BoDoï, la newsletter : Orwell, Merlin et Rohmer au rapport
Que lit-on cette semaine ? Et qu'évite-t-on ? L'équipe de BoDoï vous dit tout.
En trois mots
Ou comment tenter de vous convaincre de lire un album en moins de temps qu'il ne faut pour dire "Mille milliards de mille sabords".
Par Mathilde Loire.
COMBATIVE. Un parcours de transition de genre n'est jamais anodin dans une société transphobe. Joanna Foliveli, dans ce témoignage à fleur de peau, oscille entre la tendresse – à son égard, à celui de ses adelphes trans – et le défi, face à un monde qui l'a si longtemps empêchée de se sentir humaine. L'autrice emprunte à l'imagerie chrétienne et médiévale, en détourne les codes pour mettre en scène ses émotions et les luttes qu'elle a dû mener.

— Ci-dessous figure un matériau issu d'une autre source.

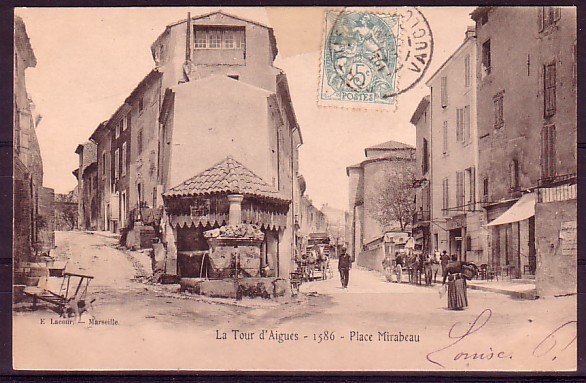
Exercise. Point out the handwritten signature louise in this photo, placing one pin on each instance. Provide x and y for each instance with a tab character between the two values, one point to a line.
551	345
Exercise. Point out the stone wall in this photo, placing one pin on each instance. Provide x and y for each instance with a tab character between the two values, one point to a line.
556	268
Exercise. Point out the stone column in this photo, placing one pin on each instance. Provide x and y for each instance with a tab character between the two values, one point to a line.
235	214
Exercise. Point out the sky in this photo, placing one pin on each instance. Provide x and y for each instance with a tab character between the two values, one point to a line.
90	59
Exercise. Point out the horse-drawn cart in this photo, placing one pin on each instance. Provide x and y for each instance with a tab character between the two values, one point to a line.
71	300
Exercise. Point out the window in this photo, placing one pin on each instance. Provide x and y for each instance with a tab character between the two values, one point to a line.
467	71
116	164
498	110
460	124
228	40
214	39
444	92
445	136
139	141
548	16
514	175
486	60
459	189
467	123
548	151
471	176
445	195
219	38
549	82
575	62
123	170
425	159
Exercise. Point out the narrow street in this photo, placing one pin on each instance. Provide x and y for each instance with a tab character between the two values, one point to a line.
159	328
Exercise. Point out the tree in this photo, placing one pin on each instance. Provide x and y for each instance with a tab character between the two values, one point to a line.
393	200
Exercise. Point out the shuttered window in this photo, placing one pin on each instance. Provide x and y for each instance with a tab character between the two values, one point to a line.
548	151
549	85
445	137
444	92
459	189
460	124
445	196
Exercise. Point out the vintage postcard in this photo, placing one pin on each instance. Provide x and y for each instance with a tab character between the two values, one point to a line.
295	189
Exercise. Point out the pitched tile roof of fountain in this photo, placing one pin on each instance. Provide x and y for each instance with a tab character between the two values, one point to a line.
226	177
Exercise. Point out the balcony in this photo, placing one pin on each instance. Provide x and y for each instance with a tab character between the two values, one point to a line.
422	216
559	188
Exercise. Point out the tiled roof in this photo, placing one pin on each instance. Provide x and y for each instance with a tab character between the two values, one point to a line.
391	145
228	176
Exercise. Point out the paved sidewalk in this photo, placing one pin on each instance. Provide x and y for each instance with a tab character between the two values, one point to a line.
517	289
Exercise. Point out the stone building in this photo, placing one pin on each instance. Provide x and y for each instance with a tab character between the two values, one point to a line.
86	175
455	205
527	131
33	210
365	180
421	118
213	93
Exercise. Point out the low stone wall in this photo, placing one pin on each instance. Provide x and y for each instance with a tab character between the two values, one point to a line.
556	269
372	259
236	288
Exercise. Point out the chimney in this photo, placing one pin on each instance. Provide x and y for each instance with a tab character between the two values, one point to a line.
235	212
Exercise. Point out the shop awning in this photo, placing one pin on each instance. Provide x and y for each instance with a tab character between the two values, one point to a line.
524	208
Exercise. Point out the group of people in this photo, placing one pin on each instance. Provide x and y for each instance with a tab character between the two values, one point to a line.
454	273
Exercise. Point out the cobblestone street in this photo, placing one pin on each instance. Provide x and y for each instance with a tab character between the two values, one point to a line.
370	317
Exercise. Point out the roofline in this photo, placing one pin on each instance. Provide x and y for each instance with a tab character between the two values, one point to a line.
379	159
389	149
423	104
479	12
213	13
19	23
449	59
272	39
126	104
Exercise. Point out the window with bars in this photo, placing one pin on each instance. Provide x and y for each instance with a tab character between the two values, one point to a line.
123	164
548	16
460	124
445	196
548	151
116	163
486	59
514	174
460	189
467	71
445	137
444	91
549	85
499	120
467	123
219	38
139	141
471	176
425	159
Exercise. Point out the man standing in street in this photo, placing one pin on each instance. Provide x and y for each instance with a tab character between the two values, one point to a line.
344	265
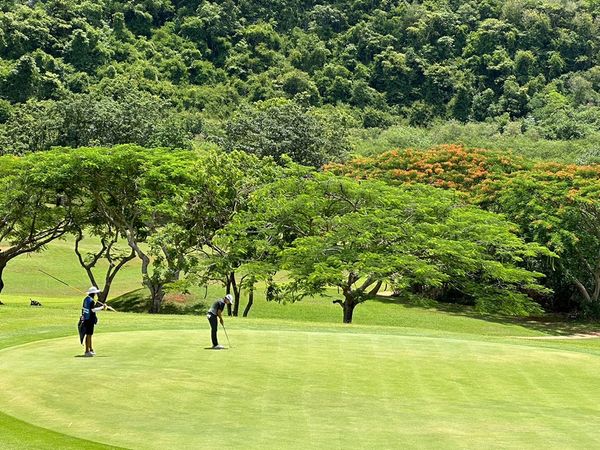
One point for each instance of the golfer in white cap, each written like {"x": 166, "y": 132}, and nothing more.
{"x": 216, "y": 312}
{"x": 88, "y": 313}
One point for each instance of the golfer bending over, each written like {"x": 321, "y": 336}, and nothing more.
{"x": 88, "y": 311}
{"x": 216, "y": 311}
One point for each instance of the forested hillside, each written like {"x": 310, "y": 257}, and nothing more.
{"x": 245, "y": 74}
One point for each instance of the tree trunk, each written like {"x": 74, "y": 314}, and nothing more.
{"x": 250, "y": 302}
{"x": 373, "y": 292}
{"x": 158, "y": 294}
{"x": 2, "y": 266}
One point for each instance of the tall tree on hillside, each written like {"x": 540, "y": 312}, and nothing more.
{"x": 556, "y": 205}
{"x": 35, "y": 203}
{"x": 108, "y": 252}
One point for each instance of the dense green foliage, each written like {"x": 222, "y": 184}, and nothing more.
{"x": 169, "y": 72}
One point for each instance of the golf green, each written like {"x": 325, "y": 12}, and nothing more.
{"x": 297, "y": 389}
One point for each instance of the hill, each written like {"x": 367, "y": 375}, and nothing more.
{"x": 171, "y": 72}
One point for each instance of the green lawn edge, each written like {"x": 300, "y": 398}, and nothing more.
{"x": 17, "y": 434}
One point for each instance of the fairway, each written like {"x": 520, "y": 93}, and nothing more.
{"x": 288, "y": 388}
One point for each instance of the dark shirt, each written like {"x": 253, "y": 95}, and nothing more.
{"x": 217, "y": 307}
{"x": 88, "y": 304}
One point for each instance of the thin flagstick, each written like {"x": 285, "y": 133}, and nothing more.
{"x": 225, "y": 330}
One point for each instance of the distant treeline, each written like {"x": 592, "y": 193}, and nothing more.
{"x": 168, "y": 72}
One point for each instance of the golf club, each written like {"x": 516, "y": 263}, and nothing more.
{"x": 225, "y": 330}
{"x": 75, "y": 289}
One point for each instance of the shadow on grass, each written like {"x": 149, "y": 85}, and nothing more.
{"x": 139, "y": 302}
{"x": 552, "y": 324}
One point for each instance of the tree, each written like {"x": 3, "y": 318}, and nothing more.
{"x": 337, "y": 232}
{"x": 278, "y": 128}
{"x": 35, "y": 203}
{"x": 115, "y": 257}
{"x": 232, "y": 256}
{"x": 556, "y": 205}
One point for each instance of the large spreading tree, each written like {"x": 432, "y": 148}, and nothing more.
{"x": 335, "y": 232}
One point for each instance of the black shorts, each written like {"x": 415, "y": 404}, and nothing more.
{"x": 88, "y": 327}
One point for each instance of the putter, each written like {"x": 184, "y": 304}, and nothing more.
{"x": 228, "y": 341}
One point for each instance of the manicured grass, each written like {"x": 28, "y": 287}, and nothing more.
{"x": 400, "y": 376}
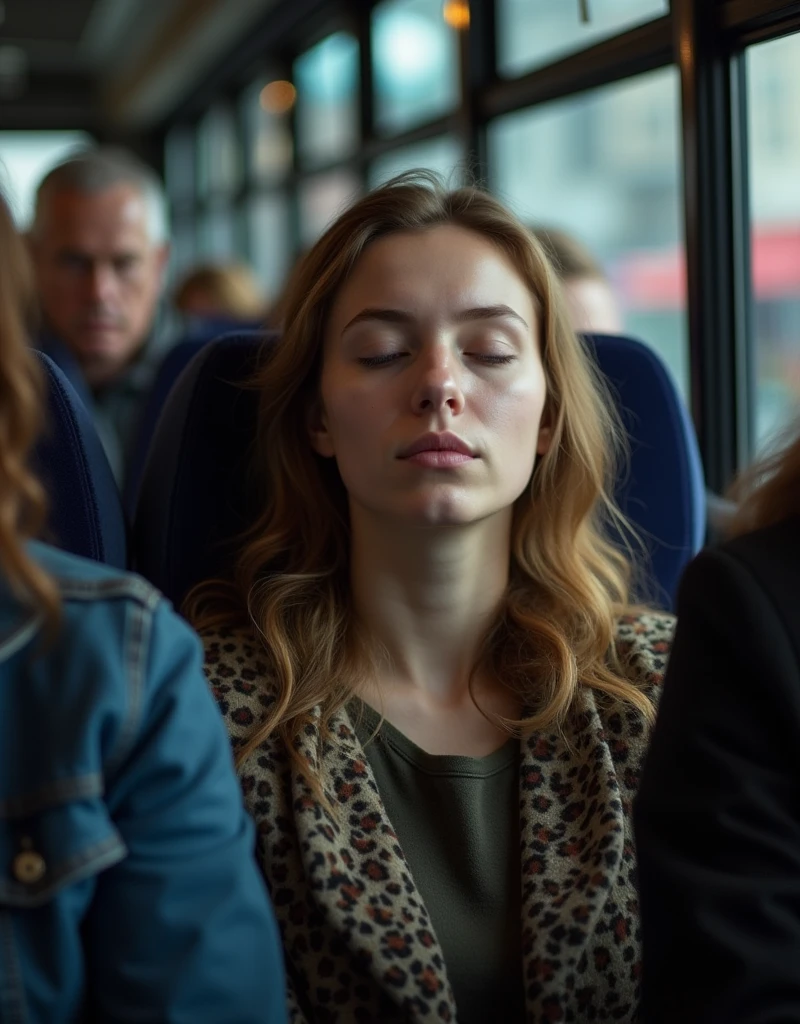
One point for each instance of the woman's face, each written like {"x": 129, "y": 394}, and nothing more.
{"x": 432, "y": 386}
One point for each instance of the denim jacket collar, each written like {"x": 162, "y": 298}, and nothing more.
{"x": 17, "y": 623}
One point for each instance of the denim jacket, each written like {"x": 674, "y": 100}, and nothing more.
{"x": 128, "y": 889}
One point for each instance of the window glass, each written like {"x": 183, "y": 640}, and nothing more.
{"x": 218, "y": 158}
{"x": 327, "y": 79}
{"x": 217, "y": 232}
{"x": 182, "y": 254}
{"x": 267, "y": 130}
{"x": 604, "y": 167}
{"x": 179, "y": 164}
{"x": 25, "y": 158}
{"x": 269, "y": 241}
{"x": 532, "y": 33}
{"x": 322, "y": 199}
{"x": 773, "y": 84}
{"x": 415, "y": 64}
{"x": 440, "y": 155}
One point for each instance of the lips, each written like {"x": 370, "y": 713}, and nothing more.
{"x": 437, "y": 442}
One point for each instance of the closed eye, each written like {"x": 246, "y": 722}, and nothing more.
{"x": 494, "y": 360}
{"x": 380, "y": 360}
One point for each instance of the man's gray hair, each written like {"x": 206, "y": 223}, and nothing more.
{"x": 106, "y": 167}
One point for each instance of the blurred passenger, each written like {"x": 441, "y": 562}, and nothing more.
{"x": 591, "y": 301}
{"x": 718, "y": 815}
{"x": 221, "y": 293}
{"x": 425, "y": 654}
{"x": 129, "y": 891}
{"x": 99, "y": 247}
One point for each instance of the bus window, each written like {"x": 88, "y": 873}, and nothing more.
{"x": 773, "y": 82}
{"x": 532, "y": 33}
{"x": 269, "y": 239}
{"x": 25, "y": 159}
{"x": 415, "y": 64}
{"x": 605, "y": 167}
{"x": 322, "y": 199}
{"x": 327, "y": 80}
{"x": 443, "y": 155}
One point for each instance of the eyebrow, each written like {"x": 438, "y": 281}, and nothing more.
{"x": 462, "y": 316}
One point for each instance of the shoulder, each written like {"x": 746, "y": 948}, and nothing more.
{"x": 83, "y": 581}
{"x": 643, "y": 641}
{"x": 767, "y": 558}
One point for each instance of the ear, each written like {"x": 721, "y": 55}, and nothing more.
{"x": 162, "y": 261}
{"x": 545, "y": 432}
{"x": 319, "y": 434}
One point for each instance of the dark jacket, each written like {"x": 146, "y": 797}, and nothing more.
{"x": 115, "y": 409}
{"x": 128, "y": 886}
{"x": 717, "y": 816}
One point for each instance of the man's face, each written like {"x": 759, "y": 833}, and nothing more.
{"x": 98, "y": 274}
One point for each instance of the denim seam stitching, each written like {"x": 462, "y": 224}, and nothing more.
{"x": 12, "y": 994}
{"x": 138, "y": 628}
{"x": 96, "y": 857}
{"x": 59, "y": 792}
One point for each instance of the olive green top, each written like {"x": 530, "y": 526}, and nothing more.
{"x": 457, "y": 819}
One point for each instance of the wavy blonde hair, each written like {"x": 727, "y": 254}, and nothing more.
{"x": 23, "y": 503}
{"x": 567, "y": 584}
{"x": 768, "y": 492}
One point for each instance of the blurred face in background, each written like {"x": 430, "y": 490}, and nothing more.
{"x": 98, "y": 274}
{"x": 432, "y": 386}
{"x": 592, "y": 305}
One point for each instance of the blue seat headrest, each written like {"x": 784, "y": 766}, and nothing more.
{"x": 663, "y": 493}
{"x": 194, "y": 497}
{"x": 85, "y": 515}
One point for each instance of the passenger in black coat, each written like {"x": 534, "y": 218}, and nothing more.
{"x": 717, "y": 816}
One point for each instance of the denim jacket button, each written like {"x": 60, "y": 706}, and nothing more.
{"x": 29, "y": 867}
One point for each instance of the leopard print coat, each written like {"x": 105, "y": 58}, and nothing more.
{"x": 360, "y": 945}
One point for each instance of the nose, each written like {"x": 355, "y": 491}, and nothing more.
{"x": 438, "y": 383}
{"x": 101, "y": 284}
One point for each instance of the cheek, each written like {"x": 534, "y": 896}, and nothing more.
{"x": 515, "y": 413}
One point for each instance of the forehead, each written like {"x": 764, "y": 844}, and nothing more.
{"x": 435, "y": 270}
{"x": 115, "y": 216}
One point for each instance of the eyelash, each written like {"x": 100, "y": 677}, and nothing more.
{"x": 384, "y": 360}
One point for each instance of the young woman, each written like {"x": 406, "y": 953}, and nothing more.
{"x": 718, "y": 815}
{"x": 425, "y": 654}
{"x": 128, "y": 889}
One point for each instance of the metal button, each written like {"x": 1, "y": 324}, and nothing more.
{"x": 29, "y": 867}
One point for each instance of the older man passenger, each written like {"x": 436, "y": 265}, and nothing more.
{"x": 99, "y": 247}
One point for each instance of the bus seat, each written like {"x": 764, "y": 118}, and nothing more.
{"x": 194, "y": 495}
{"x": 171, "y": 367}
{"x": 663, "y": 493}
{"x": 169, "y": 370}
{"x": 192, "y": 498}
{"x": 85, "y": 514}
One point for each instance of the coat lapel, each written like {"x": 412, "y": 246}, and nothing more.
{"x": 361, "y": 882}
{"x": 573, "y": 838}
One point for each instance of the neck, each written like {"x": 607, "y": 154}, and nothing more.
{"x": 427, "y": 596}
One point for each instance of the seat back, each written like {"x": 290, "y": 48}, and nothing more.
{"x": 194, "y": 496}
{"x": 85, "y": 515}
{"x": 663, "y": 491}
{"x": 193, "y": 499}
{"x": 171, "y": 367}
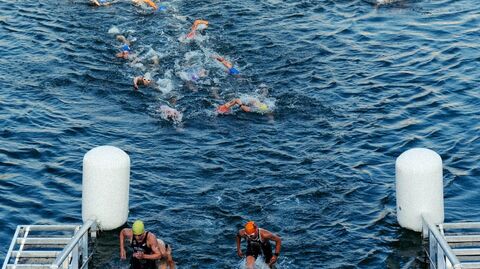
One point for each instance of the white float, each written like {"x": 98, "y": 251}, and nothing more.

POÉTIQUE. Ses figures aux air d'icônes donnent à ce témoignage une allure d'épopée, se déroulant comme une élégie, une ode aux personnes trans, à l'amitié, à la vie et à la dignité. Les mots s'enchaînent dans une calligraphie manuscrite, ornant des images plus symboliques qu'illustratives. « La poésie a sauvé mon existence », écrit-elle ; elle lui permet ici de transformer la douleur en espoir, à affirmer son existence.
AQUARELLE. Ce livre est un très bel objet, où chaque planche ou presque tient en elle-même, comme un recueil d'illustrations. L'autrice a habilement usé des couleurs : le bordeaux domine, dans une palette mêlant bleu, rose, rouge et noir, et ajoute ainsi à la connotation mystique et à l'harmonie visuelle de cette fable puissante.
Humaine. Par Joanna Foliveli. Deux points éditions, 80 p., 18 €.
Un auteur, une planche
Commenter une planche, c’est commencer à entrer dans une oeuvre.
Xavier Coste parle de la page 76 de son nouvel album, Journal de 1985.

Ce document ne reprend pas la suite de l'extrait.